Australian Industry Group
- Type: NGO
- Region served: Australia
- Chief Executive: Innes Willox
- Staff: 300+
- Website: www.australianindustrygroup.com.au

= Australian Industry Group =

Australian employers' organisation

The Australian Industry Group, also called Ai Group, is an employers' organisation, whose members employ over 750,000 people throughout Australia. The organisation covers a wide range of industries including manufacturing, engineering, construction, automotive, food, transport, information technology, telecommunications, call centres, labour hire, printing, defence, mining equipment and supplies, airlines, and other related service industries. It is one of the largest industry organisations in Australia.

Ai Group actively collaborates with institutions such as the Housing Industry Association, the accountancy firm PriceWaterhouseCoopers, and the Commonwealth Bank to produce surveys of the various industries it represents, releasing both status reports on large sections of the Australian economy, and of specific industries like the Australian construction industry and the manufacturing sector. Deloitte sponsors Ai Group's premier annual event the National Forum and Annual National Dinner. The group maintains influences in a variety of public policy areas, weighing in on such issues as the response to the Fair Work Act 2009, minimum wage, skill shortages, environment and energy, occupational health and safety, trade, and defence. Ai Group provides information, advice and assistance to help members. Through policy leadership and research-based advocacy members are represented at all levels of government by representing and promoting their interests on current and emerging issues.
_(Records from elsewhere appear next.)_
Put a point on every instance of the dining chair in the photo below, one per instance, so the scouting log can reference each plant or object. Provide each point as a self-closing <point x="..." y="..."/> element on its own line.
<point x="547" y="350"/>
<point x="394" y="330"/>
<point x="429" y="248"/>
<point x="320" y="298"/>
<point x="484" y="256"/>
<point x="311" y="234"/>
Ai Group members operate small, medium and large businesses. They include many major Australian and global companies operating in a range of industries. The Group itself employs more than 300 people and 550 apprentices and trainees through its training arm, Australian Industry Group Training Services.

== History ==
The Australian Industry Group traces its foundations back to 1873, with the creation of the Metal Trades Industry Association (MTIA). In 1998, MTIA merged with the Australian Chamber of Manufactures (ACM), forming Ai Group.

Ai Group has a strong media presence and is also on Twitter with the account @The_AiGroup.

== Services ==
The organisation includes workplace relations advisers, lawyers and employment and business specialists who provide services to members in the areas of workplace relations, legal, human resource management, occupational health and safety, workers' compensation, the environment and energy, international trade and export, economics, tax, business growth and skills.

== Management ==
Innes Willox was appointed as the Chief Executive of Ai Group in 2012 and is their chief spokesperson. Heather Ridout previously held the role. Ai Group also operates the Ai Group Defence Council, which is the peak body representing the defence industry in Australia. Ai Group also manages the Australian Constructors Association.

== Affiliations ==
Ai Group is closely affiliated with more than 50 other employer groups in Australia alone and directly manages a number of those organisations.

The organisation has formal and long standing links with more than 80 overseas employer organisations such as the Confederation of Indian Industry; the Chinese Machinery Industry Federation; The Osaka Chamber of Commerce and Industry; the Federation of Malaysian Manufacturers; the US National Association of Manufacturers; the Confederation of British Industry and Business New Zealand.